American Sign Language & Signed English

American Sign Language and Signed English are both used when communicating with the hearing impaired and the basic signs for words are the same. However, there is a difference between the two. With Signed English (SE), a sign is executed for every word in a sentence whereas American Sign Language is used to convey a concept. Signed English is more likely to be used by those who do not consider themselves to be part of the Deaf Culture but who are deaf. Signed English was developed in 1972 as a way for instructors to teach English to children who were deaf. Signed English is also the most common form of sign language used in an Educational Setting because it helps children to learn English; however, it is also the form of sign language that takes the longest to interpret because every single word is signed, rather than the general concept, as in American Sign Language. ASL is a visual language, and speech, reading or listening skills are not needed to learn ASL fluently.

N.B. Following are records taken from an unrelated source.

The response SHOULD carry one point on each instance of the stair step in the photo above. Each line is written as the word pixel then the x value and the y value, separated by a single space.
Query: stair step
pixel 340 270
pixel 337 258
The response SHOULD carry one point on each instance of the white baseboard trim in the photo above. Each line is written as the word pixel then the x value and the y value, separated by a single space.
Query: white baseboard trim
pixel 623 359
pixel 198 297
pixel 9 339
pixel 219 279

Because of its visual nature, ASL is very graphic, and understanding of concepts can be promoted more easily. It has developed over time through usage by deaf individuals and is a free-flowing, natural language. ASL is a language complete in itself. It is not usually written or spoken, but can be translated, just like French or German, to English and vice versa. ASL has it’s own syntax and grammar. It does count as a language credit at University level, because it is a separate language.

Accommodations would be necessary for students using American Sign Language and Signed English. Changes that can be made to the way students with disabilities are instructed and assessed. Accommodations can be made to instructional methods and materials, assignments and assessments, learning environment, time demands and schedules, and special communication systems. Special accommodations allowed for the Florida Comprehensive Assessment Test include response, presentation, setting, schedule, and assistive technology. Reasonable accommodations are individualized and flexible, based on the nature of the disability and the academic environment. Classroom accommodations include, sign language and oral interpreting, real-time captioning (C-Print), peer note-taking, closed captioning, assistive listening devices (ALD), preferred seating, lighting and background noise reduction. Signed English is used to introduce students to sentence structure, whereas ASL is used in settings where the thought or message is the focus. Accommodations such as power points, visuals and an interpreter may be necessary. It is also important to write out what you are speaking.

 Specific language impairment becomes apparent at first in the preschool years, prior to formal schooling. Children with Specific Language impairment (SLI) have difficulties with overall language. Most children with SLI have normal hearing, but puts children at clear risk for academic difficulties, especially reading disabilities. Specific language impairment is a developmental language disorder that can affect both expressive and receptive language. Specific language impairment is defined as a “pure” language impairment, meaning that is not related to or caused by other developmental disorders, hearing loss or acquired brain injury. Accommodations might be necessary for children with specific language impairment. They may be eligible for “Birth to Three” which is free to parents. Activities to facilitate language development, parent intervention and early identification are vital. Intervention that enables children to communicate their needs and frustrations can help avoid behavior problems such as temper tantrums.